Enumeration: a set of symbolic names (members) bound to unique, constant values. Within an enumeration, the members can be compared by identity, and the enumeration itself can be iterated over.

In [136]:
GREEN = 1
YELLOW = 2
RED = 4
TRAFFIC_LIGHTS = (GREEN, YELLOW, RED)
print(TRAFFIC_LIGHTS)
traffic_lights = {"GREEN": 1, "YELLOW": 2, "RED": 4}

(1, 2, 4)


In [137]:
from enum import Enum
class TrafficLight(Enum):
    GREEN = 1
    YELLOW = 2
    RED = 4

TrafficLight.GREEN

<TrafficLight.GREEN: 1>

In [138]:
TrafficLight.GREEN.name

'GREEN'

In [139]:
TrafficLight.GREEN.value

1

In [140]:
TrafficLight(1)

<TrafficLight.GREEN: 1>

In [141]:
TrafficLight(4)

<TrafficLight.RED: 4>

## (8) Final Consideration 

**Object interning** is a memory optimization technique that is used primarily for immutable data types, such as strings and integers in Python. The idea is to reuse existing objects instead of creating new ones every time an object with the same value is required.

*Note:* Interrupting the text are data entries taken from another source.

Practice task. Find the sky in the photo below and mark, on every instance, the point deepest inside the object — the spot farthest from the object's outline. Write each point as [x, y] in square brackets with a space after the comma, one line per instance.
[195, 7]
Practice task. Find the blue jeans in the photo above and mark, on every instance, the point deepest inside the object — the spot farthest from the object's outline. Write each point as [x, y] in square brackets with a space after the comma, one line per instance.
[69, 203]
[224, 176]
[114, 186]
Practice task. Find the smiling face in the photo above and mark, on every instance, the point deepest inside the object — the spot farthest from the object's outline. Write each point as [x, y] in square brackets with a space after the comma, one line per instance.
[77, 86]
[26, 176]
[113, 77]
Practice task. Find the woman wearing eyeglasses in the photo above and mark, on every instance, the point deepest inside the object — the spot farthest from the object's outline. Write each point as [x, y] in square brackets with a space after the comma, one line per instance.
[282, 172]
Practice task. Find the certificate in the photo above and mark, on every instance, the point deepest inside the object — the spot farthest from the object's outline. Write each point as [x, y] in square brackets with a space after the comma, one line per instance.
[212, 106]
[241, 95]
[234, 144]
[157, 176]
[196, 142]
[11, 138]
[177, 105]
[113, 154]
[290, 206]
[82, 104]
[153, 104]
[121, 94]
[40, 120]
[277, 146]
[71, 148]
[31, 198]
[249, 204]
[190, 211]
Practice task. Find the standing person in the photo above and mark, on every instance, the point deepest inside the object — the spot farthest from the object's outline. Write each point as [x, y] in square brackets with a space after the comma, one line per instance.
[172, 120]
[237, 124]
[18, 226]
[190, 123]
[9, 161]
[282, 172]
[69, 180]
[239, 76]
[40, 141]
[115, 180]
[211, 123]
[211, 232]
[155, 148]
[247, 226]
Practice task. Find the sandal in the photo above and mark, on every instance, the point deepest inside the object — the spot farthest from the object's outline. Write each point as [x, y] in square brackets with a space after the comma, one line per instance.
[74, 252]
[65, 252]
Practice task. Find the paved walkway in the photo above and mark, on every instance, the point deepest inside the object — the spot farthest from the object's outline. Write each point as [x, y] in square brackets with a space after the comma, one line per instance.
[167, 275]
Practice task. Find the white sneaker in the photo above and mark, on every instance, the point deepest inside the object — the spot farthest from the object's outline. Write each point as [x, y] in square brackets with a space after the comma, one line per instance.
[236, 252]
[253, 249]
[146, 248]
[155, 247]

This can lead to significant memory savings and performance improvements because it reduces the load on the garbage collector and speeds up comparisons since they can be done by comparing object identities.

In [142]:
# Object interning:
a = 5
b = 5
id(a) == id(b)

True

What about performance? For example, in a list, operations such as insertion and membership testing can take O(n) time (big O notation), while they are O(1) for a dictionary. It is not always possible to use dictionaries though, if we don’t have the guarantee that we can uniquely identify each item of the collection by means of one of its properties and that the property in question is hashable (so it can be a key in dict).

### (9) About Names

- Names for data should be nouns
- Names for functions should be verbs
- Names should be as expressive as possible.